OOM using 3.3.1

Hello,
I uses gatling 3.3.1 to do perftest with tcv feeder batch mode. when I run the test, the memory keeps going up until 100%。

scala: object Recall {
val format = new SimpleDateFormat(“yyyy-MM-dd”)
val rnd = new Random
var flag = rnd.nextInt(5)
//val feeder1=jdbcFeeder(“jdbc:mysql://172.28.148.31:3306/test”, “root”, “”, “select url, cookie, body from test.test_data limit 1000000;”).circular
val feeder1=tsv("/cfs/mnt/recsdet/tm/iperf_test/url/test_data_0.csv").batch(20000).circular
val recall = feed(feeder1)
.exec(http(“Search”)
.get("${url}&forcebot=1")
//.body(StringBody("""${body}"""))
.header(“Cookie”, “${cookie}”)
.header(“Content-Type”,“application/x-www-form-urlencoded”)
.check(status.is(200)))
}

val httpProtocol = http
.baseUrl(“http://mjq.jd.local”)
.acceptHeader(“application/json;q=0.9,/;q=0.8”)
.acceptEncodingHeader(“gzip, deflate”)
.acceptLanguageHeader(“en-US,en;q=0.5”)
.doNotTrackHeader(“1”)
.disableFollowRedirect
.userAgentHeader(“Mozilla/5.0 (Windows NT 6.1; WOW64; rv:39.0) Gecko/20100101 Firefox/39.0”)

val recall = scenario(“recall”).exec(Recall.recall)

setUp(
recall.inject(constantUsersPerSec(3000) during (300000 seconds))
).protocols(httpProtocol)
}

the JVM configures is :-XX:+UseG1GC -Xmx8G -Xms8G -XX:MaxDirectMemorySize=8G -XX:ParallelGCThreads=10 -XX:MaxGCPauseMillis=350 -XX:InitiatingHeapOccupancyPercent=35 -XX:G1ReservePercent=15 -XX:ConcGCThreads=8 -XX:G1HeapRegionSize=10m -Djava.net.preferIPv4Stack=true -Djava.net.preferIPv6Addresses=false -XX:+OptimizeStringConcat -XX:+ParallelRefProcEnabled

version is :jdk1.8.0_221

is something wrong?

You would have to provide a heap dump.
My best guess is that your system under load can’t withstand such load and virtual users just pile up in memory.

I tested two scenario. the first one is 2000 virual users. the memory is used only 3% and very stable , cpu ~30%。
the second scenario is 3k virual users. the cpu is stable used only 30%+, but the memory keeps growing utill 100% then killed by os.

here is the information:
NMT INFO(memory up to 70%+)

[admin@cfsslave-acf322bf gatling_stt]$ /export/servers/jdk11.0.2/bin/jcmd 85542 VM.native_memory scale=MB
85542:

Native Memory Tracking:

Total: reserved=5756MB, committed=4450MB

  • Java Heap (reserved=4096MB, committed=4096MB)
    (mmap: reserved=4096MB, committed=4096MB)
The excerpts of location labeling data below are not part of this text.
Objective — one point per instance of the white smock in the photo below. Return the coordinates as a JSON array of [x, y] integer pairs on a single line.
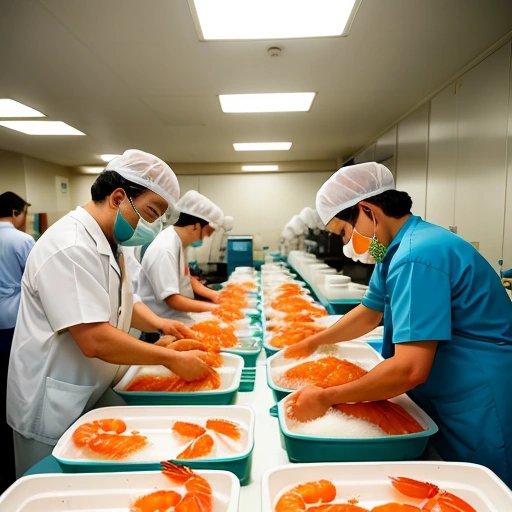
[[164, 273], [71, 278]]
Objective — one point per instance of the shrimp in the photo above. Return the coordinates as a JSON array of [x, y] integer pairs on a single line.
[[198, 497], [188, 429], [201, 446], [296, 499], [104, 437], [225, 427], [156, 501]]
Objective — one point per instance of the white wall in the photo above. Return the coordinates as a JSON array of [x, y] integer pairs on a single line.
[[411, 160], [12, 174], [42, 190], [261, 203], [455, 161]]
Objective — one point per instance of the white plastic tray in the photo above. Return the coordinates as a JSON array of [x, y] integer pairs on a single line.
[[155, 423], [368, 482], [356, 352], [106, 492]]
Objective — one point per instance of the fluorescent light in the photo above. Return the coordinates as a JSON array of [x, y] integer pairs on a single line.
[[107, 157], [267, 102], [262, 146], [91, 169], [11, 108], [41, 127], [272, 19], [266, 167]]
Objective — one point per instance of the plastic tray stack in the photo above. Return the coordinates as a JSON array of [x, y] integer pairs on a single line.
[[96, 492], [368, 483], [155, 423], [230, 372]]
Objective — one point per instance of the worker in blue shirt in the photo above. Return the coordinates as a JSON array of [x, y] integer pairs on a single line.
[[447, 321], [15, 246]]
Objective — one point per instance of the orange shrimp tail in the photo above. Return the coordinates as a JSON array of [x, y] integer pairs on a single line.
[[414, 488], [338, 507], [188, 429], [290, 502], [395, 507], [173, 383], [448, 502], [391, 418], [199, 491], [225, 427], [156, 501], [193, 502], [86, 432], [200, 447], [325, 372], [315, 492]]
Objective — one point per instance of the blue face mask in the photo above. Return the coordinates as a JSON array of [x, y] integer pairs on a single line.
[[143, 234]]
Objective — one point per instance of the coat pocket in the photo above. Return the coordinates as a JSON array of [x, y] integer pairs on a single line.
[[63, 404]]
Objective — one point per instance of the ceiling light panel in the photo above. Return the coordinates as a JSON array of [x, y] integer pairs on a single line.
[[262, 146], [12, 108], [272, 19], [266, 102], [41, 127], [260, 167]]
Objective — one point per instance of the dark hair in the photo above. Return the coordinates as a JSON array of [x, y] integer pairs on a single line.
[[10, 201], [108, 181], [393, 203], [189, 220]]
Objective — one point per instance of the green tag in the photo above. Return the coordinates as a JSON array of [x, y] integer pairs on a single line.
[[377, 250]]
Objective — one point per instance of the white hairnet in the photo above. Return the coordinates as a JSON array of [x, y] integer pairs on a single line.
[[148, 171], [349, 185], [194, 203], [288, 233], [228, 223], [296, 224], [310, 217]]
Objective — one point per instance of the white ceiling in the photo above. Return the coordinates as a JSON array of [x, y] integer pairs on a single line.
[[133, 73]]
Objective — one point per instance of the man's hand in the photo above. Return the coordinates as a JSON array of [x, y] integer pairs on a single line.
[[306, 404], [303, 348], [176, 329], [186, 344]]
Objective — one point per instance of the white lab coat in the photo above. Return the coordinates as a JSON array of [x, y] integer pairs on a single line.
[[71, 277], [164, 273]]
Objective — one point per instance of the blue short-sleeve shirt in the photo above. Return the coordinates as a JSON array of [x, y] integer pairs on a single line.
[[434, 286]]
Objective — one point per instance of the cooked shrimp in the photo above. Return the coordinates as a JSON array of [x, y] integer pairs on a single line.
[[199, 493], [188, 429], [296, 499]]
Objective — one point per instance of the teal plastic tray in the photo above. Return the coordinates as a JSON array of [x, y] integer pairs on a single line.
[[241, 466], [248, 379], [248, 349], [302, 448]]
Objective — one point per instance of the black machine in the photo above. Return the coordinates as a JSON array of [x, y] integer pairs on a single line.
[[329, 248]]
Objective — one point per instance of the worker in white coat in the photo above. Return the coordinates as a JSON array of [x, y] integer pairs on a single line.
[[76, 307], [165, 284]]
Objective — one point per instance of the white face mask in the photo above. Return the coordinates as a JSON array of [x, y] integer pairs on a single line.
[[350, 252]]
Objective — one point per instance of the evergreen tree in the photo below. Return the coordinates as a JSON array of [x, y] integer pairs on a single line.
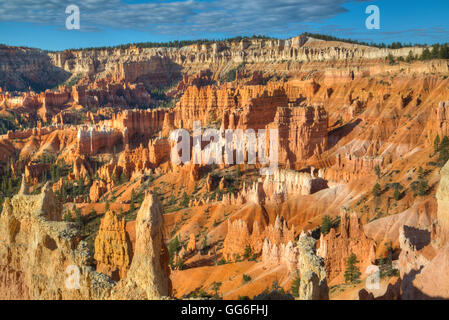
[[352, 272], [184, 200], [426, 54], [377, 171], [295, 285], [436, 143], [326, 225], [377, 190], [423, 187], [216, 288], [443, 157]]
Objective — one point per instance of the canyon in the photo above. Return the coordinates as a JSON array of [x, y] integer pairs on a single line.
[[89, 191]]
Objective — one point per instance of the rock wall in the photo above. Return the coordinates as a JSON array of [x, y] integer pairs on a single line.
[[113, 250], [336, 248], [148, 275], [40, 254], [313, 283]]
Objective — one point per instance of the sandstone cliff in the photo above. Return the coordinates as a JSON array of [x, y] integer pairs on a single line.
[[148, 275], [43, 257]]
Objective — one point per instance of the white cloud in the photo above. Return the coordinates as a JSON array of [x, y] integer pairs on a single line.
[[179, 17]]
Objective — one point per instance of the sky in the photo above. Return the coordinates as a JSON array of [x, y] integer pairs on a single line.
[[42, 24]]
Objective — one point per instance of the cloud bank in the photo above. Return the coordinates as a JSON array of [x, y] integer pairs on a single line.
[[180, 17]]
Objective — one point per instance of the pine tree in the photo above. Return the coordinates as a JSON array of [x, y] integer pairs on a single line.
[[352, 272], [216, 287], [377, 190], [295, 285], [436, 143], [326, 225], [443, 157], [377, 171]]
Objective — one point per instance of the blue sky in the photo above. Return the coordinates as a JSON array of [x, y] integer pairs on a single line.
[[41, 24]]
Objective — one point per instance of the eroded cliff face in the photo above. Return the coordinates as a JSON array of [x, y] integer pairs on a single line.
[[148, 275], [22, 68], [41, 256], [313, 284], [113, 250], [336, 248]]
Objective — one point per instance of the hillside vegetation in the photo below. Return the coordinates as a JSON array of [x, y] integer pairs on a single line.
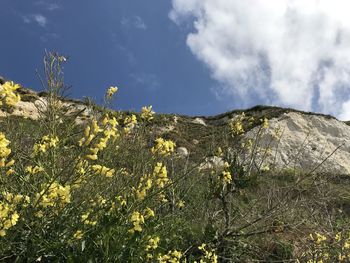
[[143, 187]]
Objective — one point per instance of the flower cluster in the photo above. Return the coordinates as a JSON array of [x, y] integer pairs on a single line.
[[54, 194], [102, 170], [108, 131], [46, 142], [209, 255], [152, 244], [111, 91], [147, 113], [172, 256], [130, 123], [8, 214], [163, 147], [5, 151], [227, 177], [144, 186], [34, 169], [161, 174], [88, 219], [8, 94], [137, 219]]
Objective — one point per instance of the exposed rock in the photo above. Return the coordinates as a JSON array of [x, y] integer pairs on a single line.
[[306, 141]]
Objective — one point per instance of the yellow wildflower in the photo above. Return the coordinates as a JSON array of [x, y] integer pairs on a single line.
[[8, 94], [137, 220], [148, 213], [227, 177]]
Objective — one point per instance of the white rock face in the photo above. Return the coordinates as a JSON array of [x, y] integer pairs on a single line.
[[32, 109], [306, 141]]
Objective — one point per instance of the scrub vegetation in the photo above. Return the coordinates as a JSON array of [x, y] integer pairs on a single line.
[[114, 188]]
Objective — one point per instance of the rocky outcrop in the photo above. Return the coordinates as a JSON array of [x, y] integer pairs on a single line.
[[307, 141], [32, 104]]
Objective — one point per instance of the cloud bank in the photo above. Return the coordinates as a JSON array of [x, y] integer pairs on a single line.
[[285, 52], [38, 18]]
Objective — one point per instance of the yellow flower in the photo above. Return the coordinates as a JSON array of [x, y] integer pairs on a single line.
[[152, 243], [161, 174], [8, 94], [227, 177], [148, 213], [137, 220]]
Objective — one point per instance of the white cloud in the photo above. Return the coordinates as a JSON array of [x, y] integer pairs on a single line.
[[47, 5], [134, 21], [146, 80], [37, 18], [286, 52]]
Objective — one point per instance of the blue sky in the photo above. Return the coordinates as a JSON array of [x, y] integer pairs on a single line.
[[131, 44], [195, 57]]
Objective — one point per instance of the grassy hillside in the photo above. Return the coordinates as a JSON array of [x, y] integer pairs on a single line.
[[114, 189]]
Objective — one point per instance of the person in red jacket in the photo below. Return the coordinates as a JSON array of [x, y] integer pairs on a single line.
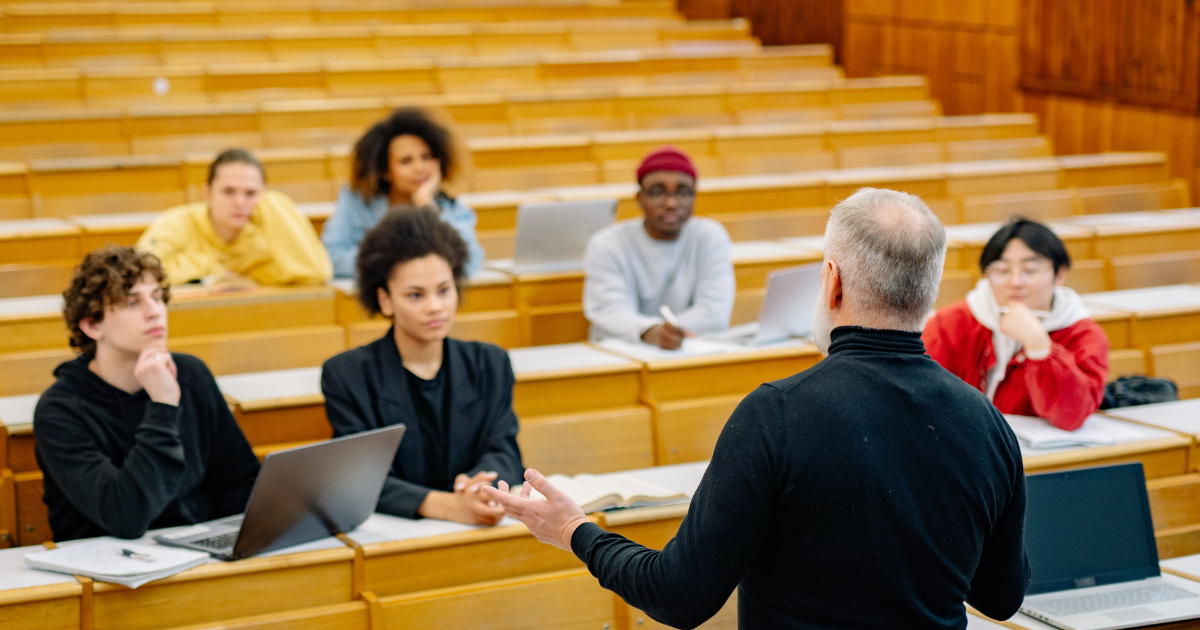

  • Class (reserved=1067MB, committed=50MB)
    (classes #6712)
    ( instance classes #6308, array classes #404)
    (malloc=1MB #20372)
    (mmap: reserved=1066MB, committed=49MB)
    ( Metadata: )
    ( reserved=42MB, committed=41MB)
    ( used=39MB)
    ( free=2MB)
    ( waste=0MB =0.00%)
    ( Class space:)
    ( reserved=1024MB, committed=8MB)
    ( used=6MB)
    ( free=2MB)
    ( waste=0MB =0.00%)

  • Thread (reserved=77MB, committed=7MB)
    (thread #76)
    (stack: reserved=76MB, committed=6MB)

  • Code (reserved=243MB, committed=24MB)
    (malloc=1MB #6892)
    (mmap: reserved=242MB, committed=23MB)

  • GC (reserved=225MB, committed=225MB)
    (malloc=41MB #34097)
    (mmap: reserved=184MB, committed=184MB)

  • Compiler (reserved=1MB, committed=1MB)
    (malloc=1MB #890)

  • Internal (reserved=2MB, committed=2MB)
    (malloc=2MB #3873)

  • Other (reserved=33MB, committed=33MB)
    (malloc=33MB #82)

  • Symbol (reserved=10MB, committed=10MB)
    (malloc=8MB #72510)
    (arena=2MB #1)

  • Native Memory Tracking (reserved=3MB, committed=3MB)
    (tracking overhead=2MB)

the jmap heap info sees attach.
the pmap info sees attach

jmap_heap.txt (1.55 KB)

pmap.txt (35.6 KB)

I did another test. I run 2 instances gatling in a docker with 2k virual users. The CPU is 50%+, MEM only used 6%+, and stable.
I run 1 gatling instance in a docker with 3k virual users. the memory keeps grouping until 100%.

The jmap is useless, to have to specify the -dump option: https://docs.oracle.com/javase/7/docs/technotes/tools/share/jmap.html

Anyway, there’s a very good chance your virtual users are piling up in memory because you’re hitting a bottleneck : either the target system can’t withstand such load or you’re saturating the bandwidth.

here is the dump info。
https://drive.google.com/file/d/1xEP25Y0PHJlo2TDF-rE_0XxNYIjx2PsK/view?usp=sharing

I see the output “active” is increaing all the time.

this is the reason that the memory keeps increaing?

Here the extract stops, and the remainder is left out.